3 Style name Dianqing 典卿, one of Wang Yangming’s students from his time in Nanjing. For a summary of Wang’s relationship with Lin, see Israel (2019, 330-31).
4 「天地之大也, 而星辰麗焉, 日月明焉, 四時行焉; 引類而言之, 不可窮也. 人物之富也, 而草木蕃焉, 禽獸羣焉中國夷狄分焉; 引類而言之, 不可盡也. . . . 而曰立誠, 立誠盡之矣乎?」 陽明子曰: 「立誠盡之矣. . .」
5 For example, see Wang’s “Second Letter to Wang Chunfu (Wang Dao)” (Yu Wang Chunfu er 與王純甫二) in Wang (1992, vol. 1, 155-6) and Ching (1972, 29-31); “Parting Words for Zheng Defu” (Zeng Zheng Defu guixing xu 贈鄭德夫歸省序) in Wang (1992, vol. 1, 238-9); and Wang’s A Record of Practice (Chuan xilu 傳習錄), section 25, in Wang (1992, vol. 1) and Wang (1963).
6 On this issue, see especially Zheng (2022, 140-78).
7 至善只求諸心. 恐於天下事理, 有不能盡. A Record of Practice (Chuan xilu 傳習錄), section 3; translation slightly modified from Ivanhoe (2009, 137).
8 Book of Rites (Liji 禮記), ch. 24 “The Meaning of Sacrifices” (Jiyi 祭義); c.f., Legge (1967, vol. 2, 215).
9 須有這誠孝的心, 然後有這條件發出來.
10 The student’s choice of words makes clear reference to the Doctrine of the Mean (Zhongyong 中庸), c.f. Legge (1967, vol. 2, 318).
11 I am grateful to Philip J. Ivanhoe for reminding me of the importance of sincerity for improvising a solution in non-standard situations, and for suggesting this clever way of integrating that point into this metaphor.
12 For example, see A Record of Practice (sections 161, 180, and 273).
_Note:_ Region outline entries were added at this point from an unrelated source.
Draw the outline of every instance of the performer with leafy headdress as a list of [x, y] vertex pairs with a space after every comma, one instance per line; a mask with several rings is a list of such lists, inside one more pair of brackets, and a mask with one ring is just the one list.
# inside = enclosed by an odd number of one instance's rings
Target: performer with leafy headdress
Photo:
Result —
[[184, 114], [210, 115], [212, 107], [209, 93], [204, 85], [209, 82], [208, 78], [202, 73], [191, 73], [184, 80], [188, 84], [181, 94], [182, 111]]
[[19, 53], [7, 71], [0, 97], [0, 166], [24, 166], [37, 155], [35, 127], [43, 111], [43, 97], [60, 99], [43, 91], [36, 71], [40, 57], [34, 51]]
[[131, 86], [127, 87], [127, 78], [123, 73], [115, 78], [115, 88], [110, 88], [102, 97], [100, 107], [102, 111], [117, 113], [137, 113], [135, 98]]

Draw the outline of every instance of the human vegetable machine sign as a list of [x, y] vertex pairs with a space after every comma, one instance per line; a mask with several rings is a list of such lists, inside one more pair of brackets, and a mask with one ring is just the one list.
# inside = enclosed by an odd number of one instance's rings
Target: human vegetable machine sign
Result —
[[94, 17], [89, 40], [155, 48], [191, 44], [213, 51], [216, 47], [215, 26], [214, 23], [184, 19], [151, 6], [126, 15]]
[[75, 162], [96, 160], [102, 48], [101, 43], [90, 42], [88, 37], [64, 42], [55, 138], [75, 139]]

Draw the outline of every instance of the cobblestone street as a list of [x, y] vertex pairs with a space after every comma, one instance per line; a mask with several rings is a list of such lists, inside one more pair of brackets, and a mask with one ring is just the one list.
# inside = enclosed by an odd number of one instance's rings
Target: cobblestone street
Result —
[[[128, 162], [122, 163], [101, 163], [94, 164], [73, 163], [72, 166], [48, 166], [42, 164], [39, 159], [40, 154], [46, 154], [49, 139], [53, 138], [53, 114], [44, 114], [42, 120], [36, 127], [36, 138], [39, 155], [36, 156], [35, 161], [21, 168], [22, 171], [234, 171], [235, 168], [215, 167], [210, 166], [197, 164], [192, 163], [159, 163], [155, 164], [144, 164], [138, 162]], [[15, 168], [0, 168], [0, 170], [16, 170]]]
13 My thanks to Stephen C. Angle and Harvey Lederman for offering a succinct version of this objection when I presented this paper in 2022. Virtuous ambivalence is surely undertheorized by Wang, but for purposes of this argument, let us imagine a version of Wang that pays more attention to cases where it is warranted.
14 I am indebted to Harvey Lederman and Cheng Chung-yi 鄭宗義 for helpful discussion on this point.
15 This attempt to salvage Wang’s view of moral agency is similar to a strategy suggested by Philip J. Ivanhoe (2011, 281n13).